El enano dudó y miró a Linsha que mantenía su expresión de agradecimiento.

—De nada.

Linsha recordó el escueto comentario de Sable sobre una peste en el pasado y se preguntó si tendría alguna conexión con la historia de Elenor. A lo mejor Mica lo sabía, ya que lord Bight le había contado lo que había dicho el dragón.

—¿Os dice algo la historia de Elenor? —preguntó con aire pensativo.

—Los desvaríos de una anciana enferma —repuso con un resoplido—. Ahora vamos, a menos que tengáis más viejos amigos que visitar.

Linsha decidió no perder tiempo en responder a su mal carácter. Montó rápidamente y condujo al sanador por varias calles más hasta la del Agua. Era una calle antigua, una de las que quedaban de los comienzos de Sanction. Los edificios eran de madera vieja deteriorada por la intemperie, piedra ennegrecida y ladrillos desgastados. A ambos lados de la calle y en los estrechos callejones se amontonaban tiendas, casas y talleres. Habitualmente, a esa hora del día, la calle estaba atestada de gente y de vehículos, pero ese día la zona estaba prácticamente desierta, sólo unas cuantas personas se arracimaban a la sombra de un patio que había junto a una taberna, y unos cuantos carros y carretas circulaban por la calzada. Un gato, apostado sobre un poyo de piedra, miró pasar a Linsha y a Mica a caballo.

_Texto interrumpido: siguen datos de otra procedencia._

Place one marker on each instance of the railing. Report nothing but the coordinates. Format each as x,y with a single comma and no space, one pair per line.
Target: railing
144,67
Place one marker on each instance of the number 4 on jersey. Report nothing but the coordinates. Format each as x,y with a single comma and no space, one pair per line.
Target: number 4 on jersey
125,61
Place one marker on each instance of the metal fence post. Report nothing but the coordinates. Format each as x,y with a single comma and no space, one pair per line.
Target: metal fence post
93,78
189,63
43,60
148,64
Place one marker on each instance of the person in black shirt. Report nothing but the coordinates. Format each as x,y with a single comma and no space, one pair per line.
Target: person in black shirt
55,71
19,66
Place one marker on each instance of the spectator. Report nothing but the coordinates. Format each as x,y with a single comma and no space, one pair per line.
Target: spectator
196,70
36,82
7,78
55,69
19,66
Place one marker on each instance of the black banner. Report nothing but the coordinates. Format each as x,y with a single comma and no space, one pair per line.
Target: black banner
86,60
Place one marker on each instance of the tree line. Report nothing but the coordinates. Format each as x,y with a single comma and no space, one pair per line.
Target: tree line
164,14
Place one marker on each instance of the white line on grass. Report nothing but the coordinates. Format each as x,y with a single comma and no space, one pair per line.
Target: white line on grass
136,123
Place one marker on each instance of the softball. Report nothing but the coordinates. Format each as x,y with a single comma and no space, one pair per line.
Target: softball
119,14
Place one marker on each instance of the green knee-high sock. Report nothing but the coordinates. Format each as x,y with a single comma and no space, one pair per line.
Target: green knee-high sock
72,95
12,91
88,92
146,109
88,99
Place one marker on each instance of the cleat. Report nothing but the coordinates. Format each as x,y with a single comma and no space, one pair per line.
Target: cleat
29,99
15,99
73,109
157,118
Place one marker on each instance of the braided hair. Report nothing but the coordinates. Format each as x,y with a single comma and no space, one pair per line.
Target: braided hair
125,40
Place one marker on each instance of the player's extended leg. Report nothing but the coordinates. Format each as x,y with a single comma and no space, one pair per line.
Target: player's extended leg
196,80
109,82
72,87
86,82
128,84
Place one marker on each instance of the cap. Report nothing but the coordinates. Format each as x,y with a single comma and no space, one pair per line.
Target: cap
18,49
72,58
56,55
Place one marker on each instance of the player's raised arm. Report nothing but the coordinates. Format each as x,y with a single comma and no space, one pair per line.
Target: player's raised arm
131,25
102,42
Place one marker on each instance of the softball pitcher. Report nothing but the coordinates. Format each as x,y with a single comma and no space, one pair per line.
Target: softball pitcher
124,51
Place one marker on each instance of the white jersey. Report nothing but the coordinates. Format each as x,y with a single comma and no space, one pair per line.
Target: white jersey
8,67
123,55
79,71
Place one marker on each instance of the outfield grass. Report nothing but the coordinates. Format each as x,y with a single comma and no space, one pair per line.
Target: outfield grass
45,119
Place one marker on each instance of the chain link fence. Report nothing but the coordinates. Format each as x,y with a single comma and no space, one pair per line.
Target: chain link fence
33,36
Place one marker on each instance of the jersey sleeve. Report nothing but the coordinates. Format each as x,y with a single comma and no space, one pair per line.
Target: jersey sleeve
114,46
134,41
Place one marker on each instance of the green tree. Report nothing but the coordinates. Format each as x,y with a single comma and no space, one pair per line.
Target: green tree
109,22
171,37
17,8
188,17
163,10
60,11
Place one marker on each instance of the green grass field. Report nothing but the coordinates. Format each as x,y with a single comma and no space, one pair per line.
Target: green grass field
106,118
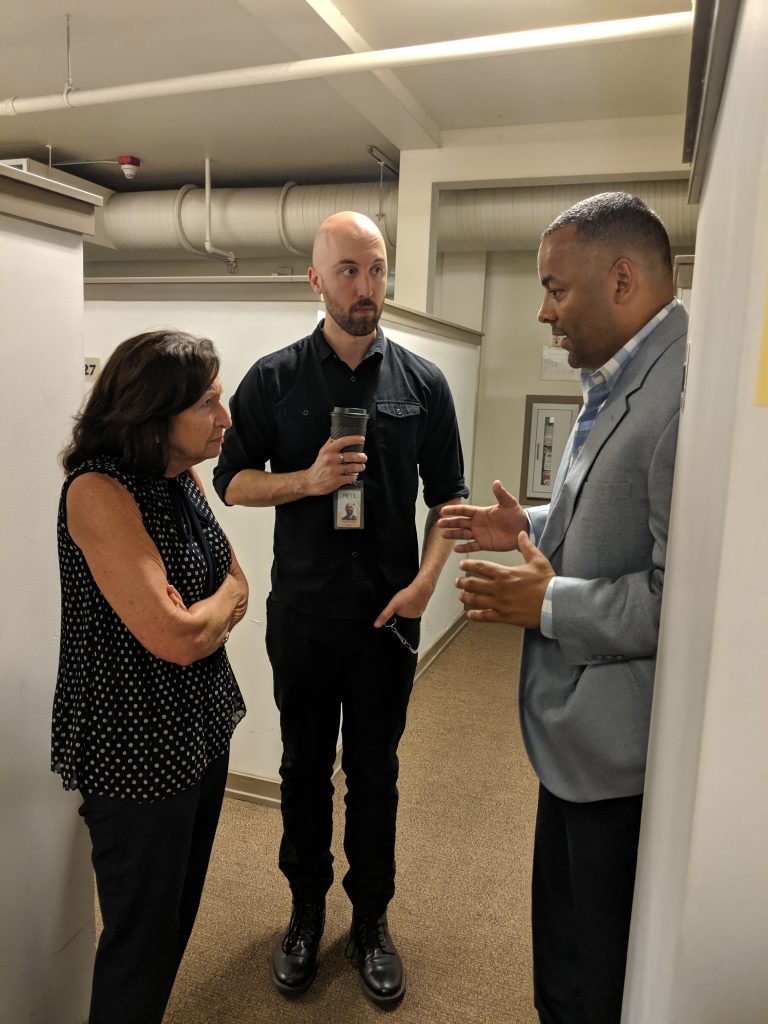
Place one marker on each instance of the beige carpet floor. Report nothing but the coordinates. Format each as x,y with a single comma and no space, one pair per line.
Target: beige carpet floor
461,912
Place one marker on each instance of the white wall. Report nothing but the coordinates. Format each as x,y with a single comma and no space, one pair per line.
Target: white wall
46,943
699,940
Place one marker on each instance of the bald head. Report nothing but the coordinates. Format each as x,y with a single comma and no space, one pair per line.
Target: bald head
340,227
349,270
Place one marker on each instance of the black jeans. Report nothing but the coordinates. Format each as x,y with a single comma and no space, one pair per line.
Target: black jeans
584,878
324,667
151,861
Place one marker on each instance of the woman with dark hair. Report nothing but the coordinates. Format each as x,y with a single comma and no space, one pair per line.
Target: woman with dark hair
145,700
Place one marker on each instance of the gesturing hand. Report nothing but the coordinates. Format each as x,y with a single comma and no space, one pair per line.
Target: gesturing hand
491,527
333,467
507,594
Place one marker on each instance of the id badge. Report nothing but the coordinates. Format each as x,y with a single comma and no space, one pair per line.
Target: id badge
348,507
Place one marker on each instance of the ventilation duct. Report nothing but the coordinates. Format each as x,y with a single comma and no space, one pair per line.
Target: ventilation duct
272,221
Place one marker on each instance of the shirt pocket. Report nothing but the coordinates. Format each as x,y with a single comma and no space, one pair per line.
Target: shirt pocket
398,424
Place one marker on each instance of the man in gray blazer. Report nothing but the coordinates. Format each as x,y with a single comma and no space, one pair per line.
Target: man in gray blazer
589,592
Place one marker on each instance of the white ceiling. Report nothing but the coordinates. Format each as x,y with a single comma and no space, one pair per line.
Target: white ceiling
318,130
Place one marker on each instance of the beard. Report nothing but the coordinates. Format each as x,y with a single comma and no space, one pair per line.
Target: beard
357,327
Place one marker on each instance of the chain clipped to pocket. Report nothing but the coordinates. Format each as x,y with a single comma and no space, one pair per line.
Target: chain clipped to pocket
392,625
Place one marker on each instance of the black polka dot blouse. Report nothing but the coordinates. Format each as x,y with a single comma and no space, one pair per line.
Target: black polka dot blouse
126,723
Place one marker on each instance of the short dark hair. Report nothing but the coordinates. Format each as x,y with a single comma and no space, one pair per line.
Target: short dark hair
145,381
619,218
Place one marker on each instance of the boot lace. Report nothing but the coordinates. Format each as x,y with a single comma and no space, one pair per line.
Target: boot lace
368,936
305,923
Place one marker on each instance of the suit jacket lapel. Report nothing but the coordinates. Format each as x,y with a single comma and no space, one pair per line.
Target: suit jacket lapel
568,482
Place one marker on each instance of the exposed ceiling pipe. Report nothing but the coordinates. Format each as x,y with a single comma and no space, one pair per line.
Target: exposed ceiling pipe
350,64
231,259
272,221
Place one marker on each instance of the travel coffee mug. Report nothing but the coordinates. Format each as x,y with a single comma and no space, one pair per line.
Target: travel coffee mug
346,421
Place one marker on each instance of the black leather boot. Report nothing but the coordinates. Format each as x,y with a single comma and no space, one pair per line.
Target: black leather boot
295,960
372,951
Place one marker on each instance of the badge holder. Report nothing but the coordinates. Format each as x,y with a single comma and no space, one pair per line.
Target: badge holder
348,507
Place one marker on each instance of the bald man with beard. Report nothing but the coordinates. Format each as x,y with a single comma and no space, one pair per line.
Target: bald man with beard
343,615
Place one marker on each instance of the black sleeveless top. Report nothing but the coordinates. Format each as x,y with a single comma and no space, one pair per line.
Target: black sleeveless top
126,723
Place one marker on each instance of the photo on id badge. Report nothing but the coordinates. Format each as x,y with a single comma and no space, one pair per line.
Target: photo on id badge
348,508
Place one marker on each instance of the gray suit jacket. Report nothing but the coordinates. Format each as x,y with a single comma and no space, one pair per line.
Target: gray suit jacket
586,696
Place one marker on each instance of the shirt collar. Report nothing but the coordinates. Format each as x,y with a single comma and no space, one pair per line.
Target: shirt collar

Llevaron sus caballos al paso varias manzanas hacia el norte hasta que Linsha hizo un alto frente a un pequeño grupo de tiendas cortado por un callejón. Desmontó y, tras atar a Catavientos a un poste junto a la acera, le indicó a Mica que la siguiera. La tienda que buscaban estaba en el callejón. Se metió en la calle lateral y estuvo a punto de darse de bruces contra un caballo de tiro que estaba de cara a la calle. El animal estaba enganchado a una carreta estacionada en el lado izquierdo del callejón.

Linsha nada sospechó hasta que echó una mirada al interior de la carreta. Entonces entrecerró los ojos y su mano aflojó sin pensarlo la vaina de su espada. En la carreta habían cargado, sin el menor orden, cosas de lo más diversas: ropa, pieles, piezas de tela, bolsas de sal y especias, cajas, artículos personales, armas, una caja de caudales y media docena de pares de botas sin usar.

Sin decir palabra alzó la mano y le indicó a Mica que se quedara atrás mientras ella se deslizaba con la agilidad de un gato hacia la tienda del escriba. Encima de la puerta colgaba un anuncio de madera decorado con una talla en relieve que representaba una pluma y un pergamino. La puerta estaba abierta de par en par. Se pegó a la pared y echó una mirada al interior. La tienda era un revoltijo de mapas rotos, tinta derramada y pergaminos desparramados. Desde dentro percibió voces apagadas, que le parecieron dos, y chasquidos, ruidos sordos, sonido de cristales rotos y de puertas que se golpeaban.

De repente un hombre bajo y musculoso salió presuroso de la tienda con una brazada de mantas, cortinas y esteras. Con una mueca sacó su carga por la puerta y se encontró de sopetón con el acero de Linsha.